Multiple studies have demonstrated a higher likelihood of dying from disease if patients have a tumor harboring mutations in BAP1 (hazard ratio range 2.21 to 7.71) and/or SETD2 (hazard ratio 1.68) [8,9]. The exact mechanism underlying the higher mortality risk is unknown, but it is likely a downstream consequence of epigenetic dysregulation. Patients with BAP1 and/or SETD2 mutations in their primary tumor may be counseled that they are of higher risk of death from disease after nephrectomy, and as such, they may benefit from more frequent surveillance imaging and from adjuvant therapy after nephrectomy.
Can genomic biomarkers predict clinical response to systemic targeted therapy in metastatic disease?
Voss et al. identified patients with metastatic RCC who achieved durable clinical remissions after receipt of salvage therapy with an mTOR inhibitor . The tumors of these exceptional responders revealed aberrations in genes within the mTOR/TSC1 pathway.

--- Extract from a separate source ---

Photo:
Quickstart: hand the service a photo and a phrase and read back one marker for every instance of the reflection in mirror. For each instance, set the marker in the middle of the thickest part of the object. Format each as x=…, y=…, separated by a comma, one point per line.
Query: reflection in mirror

This study provides a biologic basis for exceptional responders to mTOR therapy. By identifying functional somatic mutations in an individual’s renal tumor, systemic therapy can be tailored specifically for that individual by treating with agents that directly target specific molecular pathways that are altered.
With recent advances in sequencing technology, we are entering a renaissance molecular biomarker discovery. Some genomic biomarkers are already showing value by aiding in clinical management decisions including: should a renal mass be resected or observed?, should a patient have adjuvant therapy after nephrectomy?, and which systemic therapy should be used in an individual with metastatic disease?. A significant obstacle in biomarker development is the presence of regional mutational heterogeneity within renal tumors which may lead to biomarker under detection if only a single tumor site is sequenced [11,12]. Before molecular biomarker based decision making becomes standard of care, prospective large scale validation studies that sample multiple tumor regions must be conducted.
Funded by National Cancer Institute (NIH T32 grant) with grant number T32 CA082088-14.